Vagal Nerve Stimulation: A Bibliometric Analysis of Current Research Trends

Author: Margaret H Downes1, Roshini Kalagara2, Susmita Chennareddy2, Vikram Vasan2, Emma Reford2, Braxton R Schuldt2, Ian Odland2, Jenna Tosto-Mancuso3, David Putrino3, Fedor Panov2, Christopher P Kellner2
1 Department of Neurosurgery, Icahn School of Medicine at Mount Sinai, New York, NY, USA. Electronic address:
2 Department of Neurosurgery, Icahn School of Medicine at Mount Sinai, New York, NY, USA.
3 Abilities Research Center, Department of Rehabilitation and Human Performance, Icahn School of Medicine at Mount Sinai, New York, NY, USA.
Conference/Journal: Neuromodulation
Date published: 2022 Aug 13
Other: Special Notes: doi: 10.1016/j.neurom.2022.07.001. , Word Count: 304

Vagal nerve stimulation (VNS) has become established as an effective tool for the management of various neurologic disorders. Consequently, a growing number of VNS studies have been published over the past four decades. This study presents a bibliometric analysis investigating the current trends in VNS literature.

Materials and methods:
Using the Web of Science collection data base, a search was performed to identify literature that discussed applications of VNS from 2000 to 2021. Analysis and visualization of the included literature were completed with VOSviewer.

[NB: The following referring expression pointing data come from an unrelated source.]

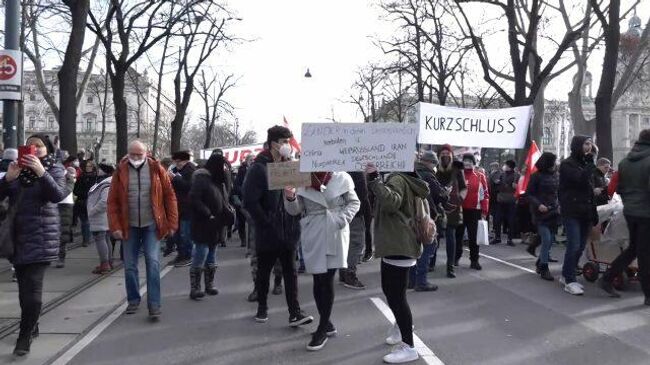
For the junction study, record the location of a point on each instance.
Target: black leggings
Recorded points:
(394, 280)
(324, 297)
(30, 294)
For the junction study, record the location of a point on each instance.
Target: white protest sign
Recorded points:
(489, 128)
(11, 75)
(351, 146)
(283, 174)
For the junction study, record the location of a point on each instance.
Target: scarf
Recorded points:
(27, 177)
(320, 179)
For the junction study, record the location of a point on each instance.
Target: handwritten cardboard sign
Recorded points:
(490, 128)
(351, 146)
(282, 174)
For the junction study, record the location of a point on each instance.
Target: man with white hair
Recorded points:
(142, 209)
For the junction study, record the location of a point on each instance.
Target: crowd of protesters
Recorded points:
(337, 222)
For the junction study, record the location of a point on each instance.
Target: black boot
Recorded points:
(450, 272)
(544, 272)
(23, 345)
(195, 283)
(209, 280)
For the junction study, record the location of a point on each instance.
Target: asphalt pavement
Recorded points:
(502, 315)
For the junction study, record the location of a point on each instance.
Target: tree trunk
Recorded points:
(68, 75)
(121, 113)
(607, 82)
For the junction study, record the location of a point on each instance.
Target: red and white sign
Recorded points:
(234, 155)
(11, 75)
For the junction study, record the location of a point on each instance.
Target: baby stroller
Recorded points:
(607, 241)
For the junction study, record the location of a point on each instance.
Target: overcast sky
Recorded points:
(333, 38)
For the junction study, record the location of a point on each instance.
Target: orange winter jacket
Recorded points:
(163, 199)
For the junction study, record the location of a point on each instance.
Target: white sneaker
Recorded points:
(574, 289)
(401, 354)
(394, 336)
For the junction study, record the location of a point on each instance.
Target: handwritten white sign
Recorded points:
(283, 174)
(351, 146)
(489, 128)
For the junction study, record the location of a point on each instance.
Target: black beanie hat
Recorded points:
(46, 141)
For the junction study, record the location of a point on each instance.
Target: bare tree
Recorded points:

A total of 2895 publications were identified. The number of articles published in this area has increased over the past two decades, with the most citations (7098) occurring in 2021 and the most publications (270) in 2020. The h-index, i-10, and i-100 were 97, 994, and 91, respectively, with 17.0 citations per publication on average. The highest-producing country and institution of VNS literature were the United States and the University of Texas, respectively. The most productive journal was Epilepsia. Epilepsy was the predominant focus of VNS research, with the keyword "epilepsy" having the greatest total link strength (749) in the keyword analysis. The keyword analysis also revealed two major avenues of VNS research: 1) the mechanisms by which VNS modulates neural circuitry, and 2) therapeutic applications of VNS in a variety of diseases beyond neurology. It also showed a significant prevalence of noninvasive VNS research. Although epilepsy research appears more linked to implanted VNS, headache and depression specialists were more closely associated with noninvasive VNS.

VNS may serve as a promising intervention for rehabilitation beyond neurologic applications, with an expanding base of literature over the past two decades. Although epilepsy researchers have produced most current literature, other fields have begun to explore VNS as a potential treatment, likely owing to the rise of noninvasive forms of VNS.

Keywords: Bibliometrics; neurologic disorders; neuromodulation; vagal nerve stimulation; vagus nerve.